The world has suffered a catastrophe of unknown cause, dividing humankind into two: the Haters and the Unchanged. Each group believes the other to be the enemy; each group is fighting for survival. Only by working together can the enemy - whoever that enemy is - be defeated. There are no other choices. Danny McCoyne has managed to break free, and after days of indiscriminate fighting and killing, he is determined to make his way home, to recalim the only thing of any value to him in this strange new world: his daughter Ellis. Unlike his wife and son, Ellis is like him, and he knows, in his heart of hearts, that she is not dead. His dearest wish is for Ellis to be fighting for the world at his side - but Danny soon discovers his daughter is worth far more than just another fighting body. Others like him have discovered that children are absolutely vital to the cause. They are strong, small, fast, and they have no inhibitions. They are pure Haters ...

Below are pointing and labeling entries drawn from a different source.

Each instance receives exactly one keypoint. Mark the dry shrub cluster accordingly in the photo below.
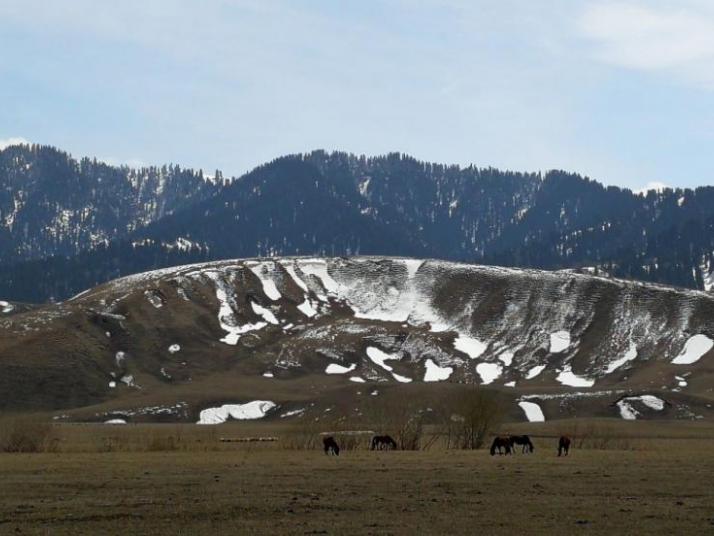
(27, 433)
(159, 440)
(596, 436)
(463, 420)
(470, 417)
(308, 434)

A sequel to David’s original novel Haters and one, that I’ll let you know now, has to be read in sequence. IE Do not try and pick this up without first having read the original or you’ll be pretty scuppered.

Danny McCoyne returns as the principle protagonist searching for his missing daughter Ellis who is also afflicted with the same disease as himself, ie she’s an Hater too. Not wanting to get involved with the whole war between Haters and Unchanged he finds himself drawn into the fray. Whilst the first was pretty darn good, this novel however felt a little flat due to it feeling like more of a novella that could have been added onto the original rather than drawn out over the course of a secondary title which made this pretty tedious at times and felt more than a little padded to hit required length.

The Fight sequences were pretty much identical, the subsequent cast members were forgettable and to be honest it was pretty depressing and not up to par of the original. Had I not been asked to review this book I’d tell you now that it’s a title that I’d have quit quite early on and with the titles blurb pretty much explaining what happens you could save yourself a lot of time and cash by just getting that gist. Add to the mix a pretty poor twist at the end (which at this rate I suspect will make the author a third title) and I suspect that this once great idea is about to sink fast.